According to most of the documentation you'll find in eg, the Haskell wiki, Real World Haskell, etc, the only difference between the safe and unsafe imports in the FFI is that unsafe is faster, and shouldn't be used for C code that calls back into Haskell code.

But the documentation is out of date. Actually, if you're using the FFI, and the foreign function can block, you need to use safe. When using unsafe, a blocking foreign function can block all threads of the program.

In my case, I was using kqueue to wait for changes to files, and this indeed blocked my whole program when linked with -threaded. Marking it safe fixed this.

The details are well described in this paper: http://community.haskell.org/~simonmar/papers/conc-ffi.pdf

Somewhat surprisingly, this blocking only happens when using the threaded runtime. If you're using the non-threaded runtime with unsafe blocking FFI functions, your other pseudo-threads won't be blocked. This is because the non-threaded runtime has an SIGALARM timer that interrupts (most) blocking system calls. This leads to other troubles of its own (like needing to restart interrupted FFI functions, or blocking the other pseudo-threads from running if the C code ignores SIGALARM), but that's offtopic for this post.


Converting a large Haskell code base from the default, non-threaded runtime to the threaded runtime can be quite tricky. None of the problems are the sort of thing that Haskell helps to manage either. I will be developing new programs using the threaded runtime from the beginning from now on.

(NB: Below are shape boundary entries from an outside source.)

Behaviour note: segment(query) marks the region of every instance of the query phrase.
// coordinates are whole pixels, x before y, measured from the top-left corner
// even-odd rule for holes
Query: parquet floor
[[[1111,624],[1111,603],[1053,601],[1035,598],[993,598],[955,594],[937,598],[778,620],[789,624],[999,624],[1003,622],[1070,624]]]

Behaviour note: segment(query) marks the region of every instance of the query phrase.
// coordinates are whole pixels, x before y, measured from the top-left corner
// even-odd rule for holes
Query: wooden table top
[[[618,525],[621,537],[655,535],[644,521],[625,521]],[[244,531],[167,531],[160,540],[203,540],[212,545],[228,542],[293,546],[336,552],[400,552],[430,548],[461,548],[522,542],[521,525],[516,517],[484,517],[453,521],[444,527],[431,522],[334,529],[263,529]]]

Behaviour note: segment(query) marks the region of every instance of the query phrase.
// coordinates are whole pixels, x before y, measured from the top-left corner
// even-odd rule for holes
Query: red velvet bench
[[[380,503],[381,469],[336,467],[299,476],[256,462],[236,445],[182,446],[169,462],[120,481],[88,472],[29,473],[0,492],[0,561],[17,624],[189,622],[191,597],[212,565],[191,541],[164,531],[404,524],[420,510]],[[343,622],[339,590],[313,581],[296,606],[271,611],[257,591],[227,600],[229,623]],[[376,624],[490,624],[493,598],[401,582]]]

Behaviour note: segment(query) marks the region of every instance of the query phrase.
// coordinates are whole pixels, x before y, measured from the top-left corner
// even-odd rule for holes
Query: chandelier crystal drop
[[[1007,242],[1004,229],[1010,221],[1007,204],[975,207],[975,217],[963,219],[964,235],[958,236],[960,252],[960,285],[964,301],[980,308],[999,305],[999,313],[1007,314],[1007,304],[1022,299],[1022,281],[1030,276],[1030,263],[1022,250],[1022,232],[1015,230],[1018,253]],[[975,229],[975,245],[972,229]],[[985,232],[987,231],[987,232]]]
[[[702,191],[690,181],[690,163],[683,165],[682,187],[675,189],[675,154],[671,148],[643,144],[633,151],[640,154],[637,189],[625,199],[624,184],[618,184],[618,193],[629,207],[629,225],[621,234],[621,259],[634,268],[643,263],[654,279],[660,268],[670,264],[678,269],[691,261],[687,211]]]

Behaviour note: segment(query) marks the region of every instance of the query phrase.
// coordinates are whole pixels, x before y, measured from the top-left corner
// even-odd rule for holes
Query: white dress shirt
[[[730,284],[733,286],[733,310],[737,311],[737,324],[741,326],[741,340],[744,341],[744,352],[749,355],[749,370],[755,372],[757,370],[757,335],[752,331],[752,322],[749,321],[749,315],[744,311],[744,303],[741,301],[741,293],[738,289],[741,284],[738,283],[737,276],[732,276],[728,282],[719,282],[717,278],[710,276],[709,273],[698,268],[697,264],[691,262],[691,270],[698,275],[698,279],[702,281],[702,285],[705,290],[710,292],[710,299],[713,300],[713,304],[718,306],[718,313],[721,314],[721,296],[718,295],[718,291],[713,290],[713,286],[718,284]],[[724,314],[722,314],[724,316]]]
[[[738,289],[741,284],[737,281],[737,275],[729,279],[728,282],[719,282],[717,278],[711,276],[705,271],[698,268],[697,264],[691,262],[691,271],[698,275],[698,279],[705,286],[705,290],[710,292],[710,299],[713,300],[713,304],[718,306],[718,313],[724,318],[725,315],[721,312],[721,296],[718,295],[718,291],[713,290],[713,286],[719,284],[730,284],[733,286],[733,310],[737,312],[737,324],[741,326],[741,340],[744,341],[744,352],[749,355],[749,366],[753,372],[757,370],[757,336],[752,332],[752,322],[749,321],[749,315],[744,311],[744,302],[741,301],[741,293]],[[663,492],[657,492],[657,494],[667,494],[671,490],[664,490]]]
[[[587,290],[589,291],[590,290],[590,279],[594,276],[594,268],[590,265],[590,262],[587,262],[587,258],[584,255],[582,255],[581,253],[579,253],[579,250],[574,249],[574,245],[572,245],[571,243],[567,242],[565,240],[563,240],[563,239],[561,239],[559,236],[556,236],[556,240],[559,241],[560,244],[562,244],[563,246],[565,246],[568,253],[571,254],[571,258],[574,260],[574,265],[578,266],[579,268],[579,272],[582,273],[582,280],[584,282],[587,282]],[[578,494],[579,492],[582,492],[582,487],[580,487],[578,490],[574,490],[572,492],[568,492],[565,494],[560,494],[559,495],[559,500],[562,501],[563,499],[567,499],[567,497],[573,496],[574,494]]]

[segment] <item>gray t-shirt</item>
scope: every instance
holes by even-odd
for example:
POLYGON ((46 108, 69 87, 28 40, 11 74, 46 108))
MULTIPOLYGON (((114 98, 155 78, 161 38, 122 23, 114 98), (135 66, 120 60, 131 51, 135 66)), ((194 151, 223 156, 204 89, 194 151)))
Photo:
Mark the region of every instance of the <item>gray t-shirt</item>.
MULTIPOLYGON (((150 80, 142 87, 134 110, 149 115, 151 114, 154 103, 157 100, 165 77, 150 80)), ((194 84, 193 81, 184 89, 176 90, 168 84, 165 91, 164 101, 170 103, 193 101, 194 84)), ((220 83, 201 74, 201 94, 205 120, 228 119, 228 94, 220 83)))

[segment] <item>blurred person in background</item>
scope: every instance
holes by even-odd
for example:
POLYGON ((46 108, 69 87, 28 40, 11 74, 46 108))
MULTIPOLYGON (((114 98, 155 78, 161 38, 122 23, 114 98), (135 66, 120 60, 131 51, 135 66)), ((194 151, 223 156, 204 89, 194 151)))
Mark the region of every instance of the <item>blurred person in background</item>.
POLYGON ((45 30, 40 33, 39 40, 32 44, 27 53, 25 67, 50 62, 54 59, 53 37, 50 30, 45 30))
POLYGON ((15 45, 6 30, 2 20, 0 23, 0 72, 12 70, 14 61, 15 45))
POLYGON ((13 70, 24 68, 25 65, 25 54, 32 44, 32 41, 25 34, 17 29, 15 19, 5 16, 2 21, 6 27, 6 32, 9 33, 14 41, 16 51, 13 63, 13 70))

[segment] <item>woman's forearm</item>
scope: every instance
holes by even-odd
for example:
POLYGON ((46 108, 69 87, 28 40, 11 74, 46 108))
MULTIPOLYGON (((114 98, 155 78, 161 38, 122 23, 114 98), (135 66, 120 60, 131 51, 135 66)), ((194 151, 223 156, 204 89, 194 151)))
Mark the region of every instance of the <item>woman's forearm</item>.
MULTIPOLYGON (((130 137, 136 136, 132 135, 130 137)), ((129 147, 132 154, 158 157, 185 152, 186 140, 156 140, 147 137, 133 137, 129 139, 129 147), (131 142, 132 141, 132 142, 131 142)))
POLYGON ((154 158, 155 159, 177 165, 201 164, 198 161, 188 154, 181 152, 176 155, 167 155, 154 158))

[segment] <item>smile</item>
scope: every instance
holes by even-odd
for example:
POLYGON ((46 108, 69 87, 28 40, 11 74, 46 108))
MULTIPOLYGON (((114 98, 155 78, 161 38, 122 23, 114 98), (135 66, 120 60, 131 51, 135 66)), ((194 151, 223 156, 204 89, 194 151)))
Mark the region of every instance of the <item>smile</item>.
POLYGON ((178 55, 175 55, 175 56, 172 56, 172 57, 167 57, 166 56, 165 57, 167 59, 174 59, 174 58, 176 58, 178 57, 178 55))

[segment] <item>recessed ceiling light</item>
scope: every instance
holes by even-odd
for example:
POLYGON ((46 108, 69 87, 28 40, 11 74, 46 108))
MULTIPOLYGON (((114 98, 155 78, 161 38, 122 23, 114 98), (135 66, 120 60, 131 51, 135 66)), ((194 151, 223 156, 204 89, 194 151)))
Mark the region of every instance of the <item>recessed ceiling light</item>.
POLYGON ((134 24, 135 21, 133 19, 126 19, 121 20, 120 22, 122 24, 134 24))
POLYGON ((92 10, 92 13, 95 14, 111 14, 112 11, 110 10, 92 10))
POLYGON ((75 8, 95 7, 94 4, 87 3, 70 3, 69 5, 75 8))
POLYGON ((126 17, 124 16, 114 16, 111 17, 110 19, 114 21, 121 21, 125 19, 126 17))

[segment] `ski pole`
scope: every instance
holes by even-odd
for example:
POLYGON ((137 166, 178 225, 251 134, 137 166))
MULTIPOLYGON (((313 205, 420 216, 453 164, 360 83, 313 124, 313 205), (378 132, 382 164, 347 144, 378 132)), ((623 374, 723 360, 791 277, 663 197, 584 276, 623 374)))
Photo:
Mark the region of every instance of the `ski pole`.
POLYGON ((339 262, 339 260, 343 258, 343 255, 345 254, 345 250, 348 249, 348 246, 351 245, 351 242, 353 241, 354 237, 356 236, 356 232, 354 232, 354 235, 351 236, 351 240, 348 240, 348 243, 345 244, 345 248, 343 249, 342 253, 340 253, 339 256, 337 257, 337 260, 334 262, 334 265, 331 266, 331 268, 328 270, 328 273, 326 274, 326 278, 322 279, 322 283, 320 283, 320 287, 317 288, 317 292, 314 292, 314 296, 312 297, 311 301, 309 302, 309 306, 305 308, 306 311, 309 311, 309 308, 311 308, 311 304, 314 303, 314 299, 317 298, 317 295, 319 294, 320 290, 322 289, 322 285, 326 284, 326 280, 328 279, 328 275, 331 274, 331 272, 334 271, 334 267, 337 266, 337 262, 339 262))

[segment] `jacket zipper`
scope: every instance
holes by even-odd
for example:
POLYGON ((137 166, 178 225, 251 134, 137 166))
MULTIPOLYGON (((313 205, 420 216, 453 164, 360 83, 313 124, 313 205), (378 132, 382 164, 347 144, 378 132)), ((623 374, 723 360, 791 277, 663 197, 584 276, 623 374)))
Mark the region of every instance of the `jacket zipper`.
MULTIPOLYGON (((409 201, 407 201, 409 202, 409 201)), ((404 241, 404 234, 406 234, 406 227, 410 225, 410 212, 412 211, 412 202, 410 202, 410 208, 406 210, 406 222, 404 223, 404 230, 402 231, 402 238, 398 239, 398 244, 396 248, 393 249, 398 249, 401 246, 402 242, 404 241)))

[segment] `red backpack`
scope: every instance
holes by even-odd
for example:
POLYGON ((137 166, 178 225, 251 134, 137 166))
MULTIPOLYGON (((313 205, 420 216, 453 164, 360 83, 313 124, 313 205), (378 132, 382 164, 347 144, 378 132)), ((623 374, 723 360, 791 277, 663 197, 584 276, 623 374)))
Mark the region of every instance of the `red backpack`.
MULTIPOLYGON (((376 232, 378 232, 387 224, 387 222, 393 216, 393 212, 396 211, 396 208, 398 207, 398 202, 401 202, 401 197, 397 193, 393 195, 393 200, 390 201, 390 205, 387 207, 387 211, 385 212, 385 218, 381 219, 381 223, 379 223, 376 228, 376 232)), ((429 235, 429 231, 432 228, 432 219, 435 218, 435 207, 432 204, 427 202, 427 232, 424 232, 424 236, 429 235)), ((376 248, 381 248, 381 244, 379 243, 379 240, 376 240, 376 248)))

By the way, don't take this post to say that threading in Haskell sucks. I've really been enjoying writing threaded Haskell code. The control Haskell gives over isolation of state to threads, and the excellent and wide-ranging suite of thread communications data types (MVar, Chan, QSemN, TMVar, SampleVar, etc) have made developing a complex threaded program something I feel comfortable doing for the first time, in any language.